The fourth thing that strengthened me was that I kept hearing stories of women who'd had reconstruction but lots of problems afterward. So, of course, that made me feel better about the choice I was making.
Surgery is on Thursday morning at 8am. I should be done around 10 or 11am. G-d Willing. If you want to support me during that time, you could read psalm 119 for me or pray your own prayer for me or imagine me wrapped in a fuzzy blue or pink blanket of love or peace. Whatever works for you. I figure if every one of you picks a 10-15 minute slot between 8 and 11am PT, I'll be covered for the entire surgery!!!
I will show Jason how to get on this site and give you all an update by Thursday night.
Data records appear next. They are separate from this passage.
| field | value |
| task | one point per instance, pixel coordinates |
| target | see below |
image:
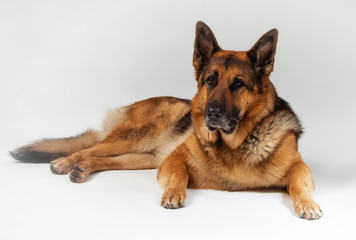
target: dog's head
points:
(234, 90)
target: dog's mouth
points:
(227, 126)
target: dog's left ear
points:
(205, 45)
(262, 53)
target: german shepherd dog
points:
(235, 134)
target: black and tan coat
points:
(235, 134)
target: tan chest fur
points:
(263, 160)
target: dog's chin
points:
(228, 129)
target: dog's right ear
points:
(205, 46)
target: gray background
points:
(64, 63)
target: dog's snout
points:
(214, 112)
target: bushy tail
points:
(45, 150)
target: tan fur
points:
(259, 151)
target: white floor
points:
(36, 204)
(64, 62)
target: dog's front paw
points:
(173, 199)
(79, 173)
(61, 166)
(308, 210)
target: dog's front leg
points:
(173, 176)
(300, 188)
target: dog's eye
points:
(237, 83)
(211, 80)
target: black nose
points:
(214, 112)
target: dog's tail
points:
(45, 150)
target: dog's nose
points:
(214, 112)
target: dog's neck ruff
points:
(267, 135)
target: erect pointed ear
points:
(205, 46)
(262, 53)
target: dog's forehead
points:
(230, 59)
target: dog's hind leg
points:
(81, 170)
(65, 164)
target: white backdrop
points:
(63, 63)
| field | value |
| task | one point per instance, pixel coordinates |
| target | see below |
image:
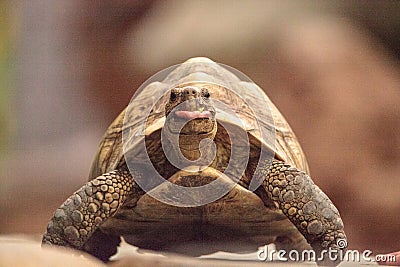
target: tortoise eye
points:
(172, 97)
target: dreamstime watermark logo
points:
(339, 254)
(146, 109)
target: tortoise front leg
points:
(306, 206)
(75, 221)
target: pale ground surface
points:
(26, 251)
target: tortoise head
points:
(191, 115)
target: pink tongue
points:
(193, 114)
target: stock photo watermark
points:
(354, 256)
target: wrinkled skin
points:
(82, 221)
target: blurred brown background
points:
(67, 68)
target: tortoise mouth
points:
(193, 115)
(188, 123)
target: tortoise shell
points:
(251, 110)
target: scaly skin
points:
(74, 222)
(306, 206)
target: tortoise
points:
(230, 171)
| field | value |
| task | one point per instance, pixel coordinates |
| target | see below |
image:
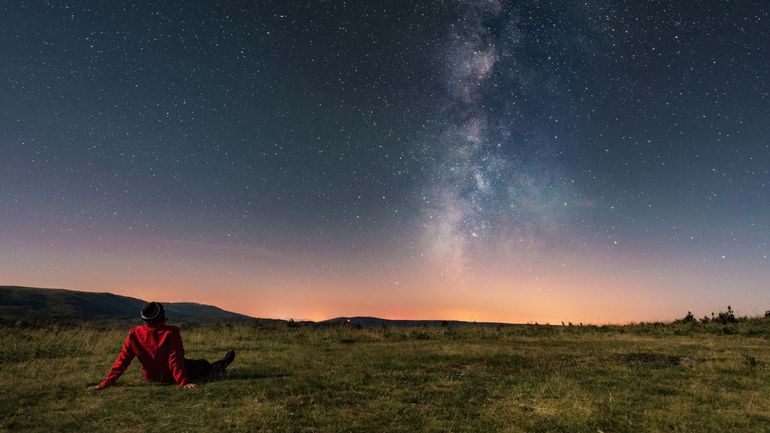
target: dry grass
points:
(400, 380)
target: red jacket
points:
(159, 349)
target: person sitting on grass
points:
(159, 349)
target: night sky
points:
(596, 161)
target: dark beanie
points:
(153, 312)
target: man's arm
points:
(176, 359)
(121, 364)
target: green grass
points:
(647, 378)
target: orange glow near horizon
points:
(545, 293)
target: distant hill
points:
(35, 305)
(369, 322)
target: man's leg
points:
(197, 368)
(218, 367)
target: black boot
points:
(218, 367)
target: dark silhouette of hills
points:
(369, 322)
(36, 305)
(31, 305)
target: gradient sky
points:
(594, 161)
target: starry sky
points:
(598, 161)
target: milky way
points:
(599, 161)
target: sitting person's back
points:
(160, 351)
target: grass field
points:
(675, 378)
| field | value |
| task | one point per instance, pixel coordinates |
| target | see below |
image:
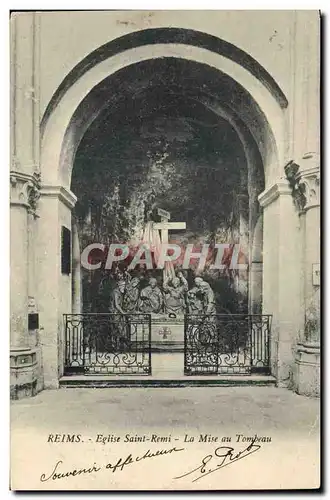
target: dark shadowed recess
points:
(155, 144)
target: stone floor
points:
(290, 460)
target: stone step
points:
(102, 381)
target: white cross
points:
(165, 226)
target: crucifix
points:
(164, 227)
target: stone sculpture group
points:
(173, 297)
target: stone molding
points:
(63, 194)
(270, 194)
(25, 190)
(304, 179)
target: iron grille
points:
(110, 344)
(227, 344)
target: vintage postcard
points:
(165, 250)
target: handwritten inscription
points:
(220, 458)
(117, 465)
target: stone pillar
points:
(305, 181)
(76, 271)
(24, 178)
(23, 359)
(304, 176)
(54, 287)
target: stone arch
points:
(258, 109)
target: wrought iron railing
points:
(110, 344)
(227, 344)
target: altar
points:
(167, 333)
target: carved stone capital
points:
(25, 190)
(304, 180)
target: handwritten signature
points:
(118, 465)
(220, 458)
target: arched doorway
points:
(231, 96)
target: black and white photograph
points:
(165, 250)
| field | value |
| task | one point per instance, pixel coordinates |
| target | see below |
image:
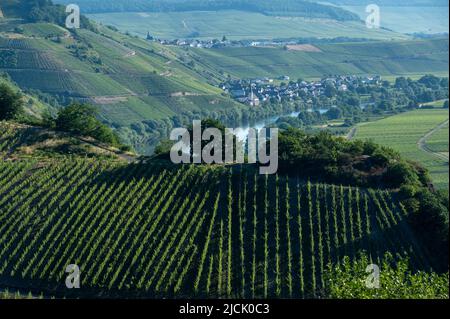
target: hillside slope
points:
(383, 58)
(146, 230)
(129, 79)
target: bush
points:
(11, 103)
(81, 119)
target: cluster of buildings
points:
(255, 91)
(215, 43)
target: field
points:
(438, 142)
(384, 58)
(147, 230)
(426, 19)
(402, 132)
(236, 25)
(134, 80)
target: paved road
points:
(422, 143)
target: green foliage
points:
(278, 7)
(397, 281)
(81, 119)
(152, 230)
(11, 103)
(325, 157)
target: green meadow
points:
(399, 19)
(391, 59)
(236, 25)
(402, 132)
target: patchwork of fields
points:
(155, 231)
(426, 19)
(382, 58)
(134, 80)
(402, 132)
(236, 25)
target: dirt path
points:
(422, 143)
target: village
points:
(226, 43)
(256, 91)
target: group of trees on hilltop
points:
(279, 7)
(81, 119)
(336, 160)
(77, 118)
(11, 103)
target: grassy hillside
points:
(384, 58)
(19, 141)
(155, 231)
(403, 132)
(236, 25)
(427, 19)
(129, 79)
(299, 8)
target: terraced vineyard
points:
(402, 132)
(155, 231)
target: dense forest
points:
(279, 7)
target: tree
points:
(11, 103)
(82, 119)
(334, 113)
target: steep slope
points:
(152, 231)
(129, 79)
(383, 58)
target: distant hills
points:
(393, 3)
(270, 7)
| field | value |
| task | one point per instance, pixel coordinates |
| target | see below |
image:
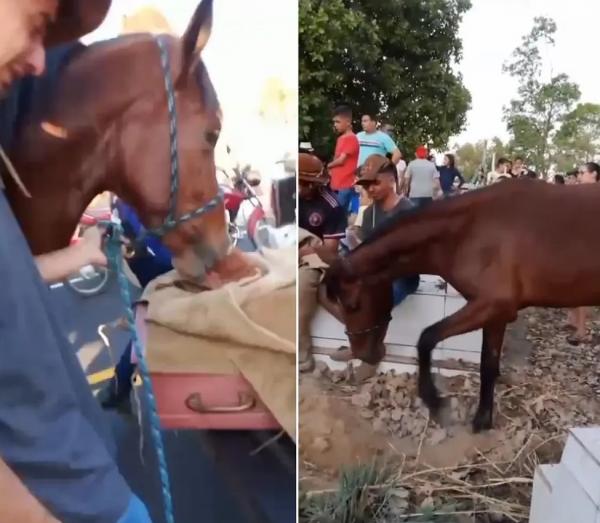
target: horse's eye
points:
(212, 137)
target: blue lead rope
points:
(115, 258)
(113, 248)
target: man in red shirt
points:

Then I'm expected to only be in the hospital for one or two nights and if I want to go home on Saturday, my surgeon said he can release me. Or I may want to stay longer, we'll see. So this may be the last update before the surgery unless I get inspired again.
I've been imagining being comfortable at the hospital and I can envision how my new body will look and feel. Can't wait to see what room number I'll get this time...4/30/09 works out to #9, the Hermit and completion again, so that's interesting. (See my update from Dec. 1 & 2, 2008 for what the Hermit meant to me during my last hospital visit) There's a bit of horror still there sometimes when I think of how I'll feel after the surgery, but I figure that will diminish as I get used to the new me and more important, no more worries since there should be no recurrence. So instead of horror, what I'm focused on now is a clear, clean, healthy, strong, energetic new body.